Download: “All I Ever Need,” “Mars,” “Your Love Will Set You
Free”
Our Love is not the first time Snaith and Pallett
have collaborated;
two tracks by Daphni surfaced this summer hinted at how well
the two work together. They have long been mutual admirers; Pallett covered
Caribou’s “Odessa” live (a song Sarah
Harmer also recently reinvented). I emailed Snaith to get background
quotes for a
Pallett profile I wrote earlier this year; I didn’t end up using them, but
here’s some background on their relationship.
Dan
Snaith
April
21, 2014
How
did this new single come about?
I've been
friends with Owen for a long time and always loved his music and could hear his
unique talents in everything he did. He was always someone I wanted to work
with. When I was in Toronto over Christmas a couple of years back I rented a
studio for a few days and on different days I had different friends come in to
work on recording something from scratch or from very basic loops that I'd
started working on. Owen liked the drum loop from “Julia” and added the violin
riff and we talked through and recorded other elements and ideas that formed
the basis of the track. The final track was assembled later by sending parts
back and forth. I started playing “Julia” in DJ sets a while ago and it always
kicked off when I played it so I kept pestering Owen—who is a very busy
man—about finishing another track to accompany “Julia.” “Tiberius” came
together recently and very quickly based on discussing a few ideas over email
and then sending parts back and forth.
Owen
has a reputation for being a perfectionist, and someone whose music is often
elaborate and meticulously planned. What did he bring to this session?
Owen is
wonderful at saying what he thinks without reservation but equally wonderful,
in my experience, at accepting other peoples' opinions and not needing to be in
control of every decision. The music he makes sounds like the work of a
perfectionist in that it's so meticulous and, well, perfectly realized, but I
think he's a wonderful and natural collaborator—which is not the hallmark of a
perfectionist at all. Working with him was a genuine pleasure, not just because
of the music we made but also because the process: the discussion, the laughs,
his insights into various musical things. That was a lot of fun and not at all like
work.
Isn’t
Daphni supposed to be you by yourself making one track a day before you go out
for a DJ set?
Yes, that
was the original impetus and still pretty much the case with these tracks.

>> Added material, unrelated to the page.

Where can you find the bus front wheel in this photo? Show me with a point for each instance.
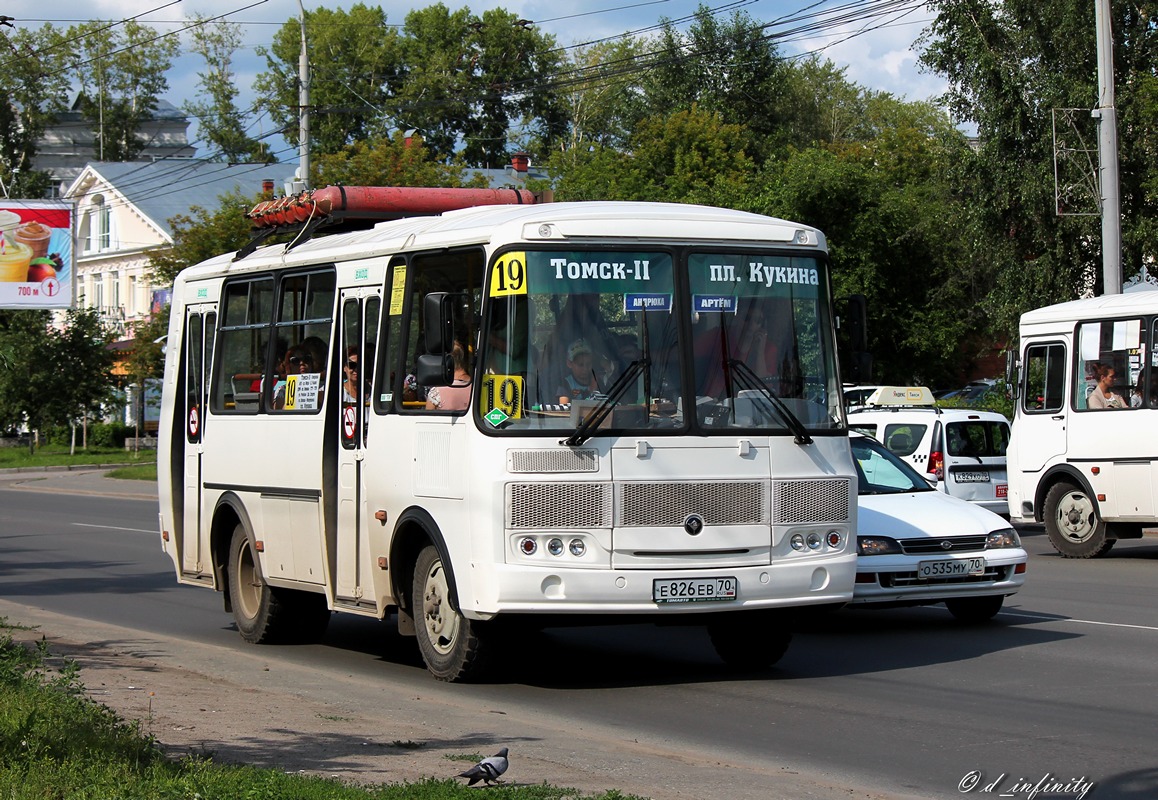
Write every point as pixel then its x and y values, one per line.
pixel 1072 523
pixel 265 615
pixel 451 645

Despite the fact that they were recorded a couple years apart, they each were
recorded quite quickly: lots of fast arranging and live effects processing,
etc. That's the thing that tends to happen quickly with the Daphni stuff: not
necessarily coming up with the central motifs but the process of arranging the structure
of the whole song tends to happen quickly so I can feel the excitement of the
tension building in almost real time.
What
was your reaction to his cover of Caribou’s “Odessa”?
I was
really flattered. I saw it on YouTube before I got to see Owen play it live.

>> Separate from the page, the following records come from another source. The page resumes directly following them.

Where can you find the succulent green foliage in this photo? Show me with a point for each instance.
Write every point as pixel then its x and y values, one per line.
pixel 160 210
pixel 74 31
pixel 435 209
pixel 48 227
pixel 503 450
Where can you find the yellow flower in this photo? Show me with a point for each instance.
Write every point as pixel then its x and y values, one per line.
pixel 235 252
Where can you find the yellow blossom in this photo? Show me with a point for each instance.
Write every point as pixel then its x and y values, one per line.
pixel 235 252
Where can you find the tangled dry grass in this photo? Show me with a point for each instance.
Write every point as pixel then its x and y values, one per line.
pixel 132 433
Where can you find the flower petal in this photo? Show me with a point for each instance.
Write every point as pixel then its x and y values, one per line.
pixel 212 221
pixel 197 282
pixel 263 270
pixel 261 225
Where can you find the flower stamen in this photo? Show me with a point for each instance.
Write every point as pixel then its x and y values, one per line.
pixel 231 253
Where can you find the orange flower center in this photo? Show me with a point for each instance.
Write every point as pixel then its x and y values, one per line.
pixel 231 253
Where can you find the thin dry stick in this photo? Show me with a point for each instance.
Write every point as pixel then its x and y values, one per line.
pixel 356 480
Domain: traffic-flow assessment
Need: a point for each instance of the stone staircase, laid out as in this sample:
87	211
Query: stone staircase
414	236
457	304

Honestly, I thought he'd improved it! There were several ideas in his version
that if I'd heard them earlier I would have stolen for the recorded version!
Why do
you think so many people from different genres want to work with him?
I'm
pretty sure everyone who hears Owen's music is immediately struck by his unique
vision and capabilities. I first met Owen in 2002 (I think?) on the Exclaim!

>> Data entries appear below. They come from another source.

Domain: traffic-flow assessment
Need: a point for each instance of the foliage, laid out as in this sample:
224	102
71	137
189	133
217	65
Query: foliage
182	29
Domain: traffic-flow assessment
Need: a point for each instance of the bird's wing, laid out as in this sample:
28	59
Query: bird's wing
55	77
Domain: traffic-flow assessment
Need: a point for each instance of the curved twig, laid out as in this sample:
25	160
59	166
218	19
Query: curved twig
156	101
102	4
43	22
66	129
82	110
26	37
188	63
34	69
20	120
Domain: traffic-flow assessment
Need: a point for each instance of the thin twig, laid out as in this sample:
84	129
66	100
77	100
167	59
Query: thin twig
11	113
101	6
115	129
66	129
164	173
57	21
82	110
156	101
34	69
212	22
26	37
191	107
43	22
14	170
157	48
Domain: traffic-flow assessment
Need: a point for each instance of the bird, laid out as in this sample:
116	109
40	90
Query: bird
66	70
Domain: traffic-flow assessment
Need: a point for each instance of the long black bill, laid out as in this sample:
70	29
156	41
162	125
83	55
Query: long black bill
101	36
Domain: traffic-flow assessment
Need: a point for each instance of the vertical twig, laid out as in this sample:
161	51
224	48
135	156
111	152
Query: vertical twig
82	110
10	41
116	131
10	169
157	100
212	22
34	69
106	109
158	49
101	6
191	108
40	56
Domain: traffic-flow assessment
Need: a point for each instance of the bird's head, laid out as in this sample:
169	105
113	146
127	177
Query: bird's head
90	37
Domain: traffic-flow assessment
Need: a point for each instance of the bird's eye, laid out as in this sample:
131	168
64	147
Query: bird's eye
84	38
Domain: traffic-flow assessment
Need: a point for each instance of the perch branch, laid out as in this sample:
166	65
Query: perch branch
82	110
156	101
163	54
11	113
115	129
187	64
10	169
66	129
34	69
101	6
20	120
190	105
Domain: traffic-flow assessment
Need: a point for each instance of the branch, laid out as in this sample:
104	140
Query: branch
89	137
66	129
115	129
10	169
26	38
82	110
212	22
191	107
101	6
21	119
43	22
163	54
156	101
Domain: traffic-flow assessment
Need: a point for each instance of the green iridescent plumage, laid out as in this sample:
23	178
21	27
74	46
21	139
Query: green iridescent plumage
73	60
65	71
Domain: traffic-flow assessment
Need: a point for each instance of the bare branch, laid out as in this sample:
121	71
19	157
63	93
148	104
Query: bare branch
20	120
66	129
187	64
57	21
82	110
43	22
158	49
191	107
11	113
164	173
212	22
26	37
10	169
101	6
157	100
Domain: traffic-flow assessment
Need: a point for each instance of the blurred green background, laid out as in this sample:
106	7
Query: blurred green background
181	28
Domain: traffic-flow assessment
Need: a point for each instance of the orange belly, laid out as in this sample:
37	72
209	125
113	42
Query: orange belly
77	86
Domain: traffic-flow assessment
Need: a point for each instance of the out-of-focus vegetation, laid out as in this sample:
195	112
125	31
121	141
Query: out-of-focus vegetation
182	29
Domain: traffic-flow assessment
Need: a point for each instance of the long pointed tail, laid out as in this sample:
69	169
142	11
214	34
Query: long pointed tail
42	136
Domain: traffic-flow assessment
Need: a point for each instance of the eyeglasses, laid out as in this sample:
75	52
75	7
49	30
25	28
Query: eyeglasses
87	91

tour when I was playing as Manitoba with a laptop and he was playing with the
Hidden Cameras. Then I sublet a room in his house at one point when I was
rehearsing in Toronto. I knew of him as being a talented arranger and violinist
but it wasn't until I heard his solo music that I really appreciated just how
scarily talented he is. Well, also when he annihilated me at Scrabble at a
party on one occasion.
Any
plans for future collaborations?
I am
sworn to secrecy on the particulars of my future.